Massive Scrape of Twitter’s Friend Graph

UPDATE:

We’ve posted several Twitter datasets on Infochimps. Take a look and build something cool!

UPDATE:

We’ve taken the data down for the moment, at Twitter’s request. STAY CALM. They want to support research on the twitter graph, but feel that since this is users’ data there should be terms of use in place. We’ve taken the data down while those terms are formulated. I pass along from @ev: “Thank you for your patience and cooperation.”


The infochimps have gathered a massive scrape of the Twitter friend graph.  Right now it weighs in at

  • about 2.7M users: we have most of the “giant component”
  • 10M tweets
  • 58M edges

(These and other details will be updated as further drafts are released. See below for technical info).  This is still in rough, rough draft but this dataset is so amazingly rich we couldn’t help sharing it.  We have not done all the double-checking we’d like, and the field order will change in the next (12/30) rev.  We’ll also have a much larger dump of tweets off the public datamining feed.

The data is offline at the moment pending some TOS from twitter.com. If you’re interested in hearing when it’s released, follow the low-traffic @infochimps on twitter or look for a post here.

Big huge thanks to twitter.com: they have given us permission to share this freely. Please go build tools with this data that make both twitter.com and yourself rich and famous: then more corporations will free their data.

THE FILES ARE HUGE.  They will, in principle, work with anything that can import a spreadsheet-style TSV file. But if you try to load a 56-million row dataset into Excel it will burst into flames. So will most tools; even opening an explorer/finder window on the ripd/_xxxx directories will fill you with regret.
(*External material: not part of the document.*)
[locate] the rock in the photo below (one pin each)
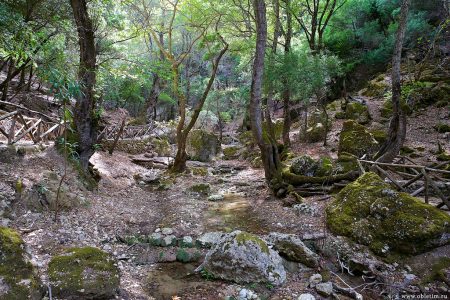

If you have access to a cluster with Hadoop and Pig it’s highly, highly recommended. Otherwise, the files will load straight into MySQL using LOAD DATA INFILE (and assumedly other DBs as well).  Industrial-strength products such as Mathematica and Cytoscape will struggle, but can handle good-sized subsets.  And don’t worry: besides featuring it on infochimps.org when we launch, once this dataset is mature we’ll move the raw data onto Amazon Public Datasets and archive.org. (At which point Amazon can serve as your Hadoop cluster, if you’ve got the lucre.)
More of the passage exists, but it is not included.